Cul-de-sac shared surface unsafe for pedestrians

Residential development of a largely brownfield site in a residential suburb of a Yorkshire city was denied permission by an inspector who shared the council's concerns over pedestrian safety and area character.

The outline scheme proposed to redevelop an industrial complex, an open area of rough ground, and a house, to provide a cul-de-sac of 41 new houses, including 22 affordable homes. The council refused the proposals against officer recommendation, over highway concerns and the loss of protected trees. 

Addressing the highway safety issue, the inspector agreed a 30-metre-long straight section of shared surface between two wider sections of access road would unduly entrust the safety of pedestrians, including children, to the behaviour of drivers and not satisfy Manual for Streets advice that shared surface schemes should create an environment in which pedestrians can walk, stop and chat without feeling intimidated by motor traffic. The inspector expressed concern that drivers entering or leaving the cul-de-sac would be leaving a non-shared surface, may have to wait behind pedestrians, or let them pass, or overtake them slowly and this may not happen in a safe or reasonable manner.
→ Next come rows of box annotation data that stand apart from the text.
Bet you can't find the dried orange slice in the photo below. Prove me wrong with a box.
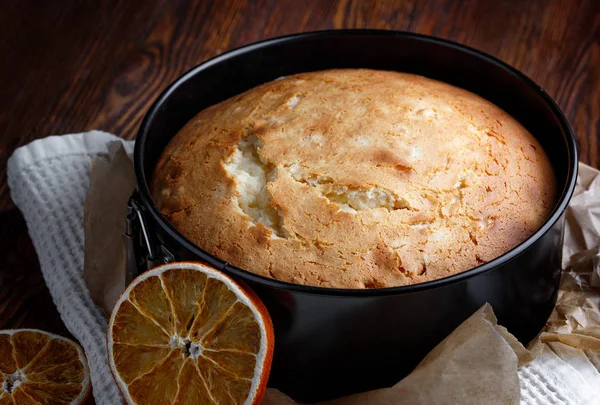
[107,263,273,405]
[0,329,91,405]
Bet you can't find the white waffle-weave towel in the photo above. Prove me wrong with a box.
[8,131,597,405]
[8,131,133,405]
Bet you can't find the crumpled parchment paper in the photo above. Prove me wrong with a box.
[84,147,600,405]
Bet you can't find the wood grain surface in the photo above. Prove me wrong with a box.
[0,0,600,386]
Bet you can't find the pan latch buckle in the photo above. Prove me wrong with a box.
[125,190,175,284]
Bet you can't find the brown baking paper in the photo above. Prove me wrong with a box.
[84,151,600,405]
[83,141,135,315]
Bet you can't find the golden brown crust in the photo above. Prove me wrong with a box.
[152,70,555,288]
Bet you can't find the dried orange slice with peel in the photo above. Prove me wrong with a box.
[107,262,273,405]
[0,329,91,405]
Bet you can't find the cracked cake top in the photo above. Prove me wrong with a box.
[152,69,555,288]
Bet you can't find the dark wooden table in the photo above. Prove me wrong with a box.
[0,0,600,356]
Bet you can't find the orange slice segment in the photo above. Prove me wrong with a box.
[108,263,273,405]
[0,329,91,405]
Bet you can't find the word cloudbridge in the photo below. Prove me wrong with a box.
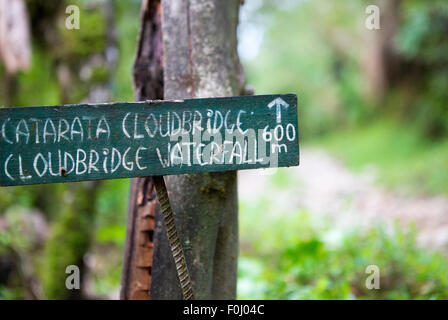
[0,94,299,186]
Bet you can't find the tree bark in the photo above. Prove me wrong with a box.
[121,0,245,299]
[120,0,163,300]
[150,0,243,299]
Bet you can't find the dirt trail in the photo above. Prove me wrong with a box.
[239,148,448,249]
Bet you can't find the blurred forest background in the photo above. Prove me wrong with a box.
[0,0,448,299]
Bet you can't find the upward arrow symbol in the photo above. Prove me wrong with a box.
[268,97,289,123]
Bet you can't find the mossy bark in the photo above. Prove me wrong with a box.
[151,0,244,299]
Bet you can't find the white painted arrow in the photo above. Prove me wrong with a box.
[268,97,289,123]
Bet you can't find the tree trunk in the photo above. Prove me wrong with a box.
[120,0,163,300]
[151,0,241,299]
[121,0,244,299]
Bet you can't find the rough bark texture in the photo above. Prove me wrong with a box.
[150,0,243,299]
[121,0,163,300]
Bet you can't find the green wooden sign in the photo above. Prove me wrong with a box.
[0,94,299,186]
The appeal site contained a number of established trees and the whole site covered by a woodland group TPO, giving it a leafy and verdant character. The appellants withdrew an earlier offer to the council to fund, through a legal agreement, off-site replacement planting. Without mitigation in the form of replacement woodland planting, the inspector considered loss of all the trees on the site would result in significant harm to the character and appearance of the area.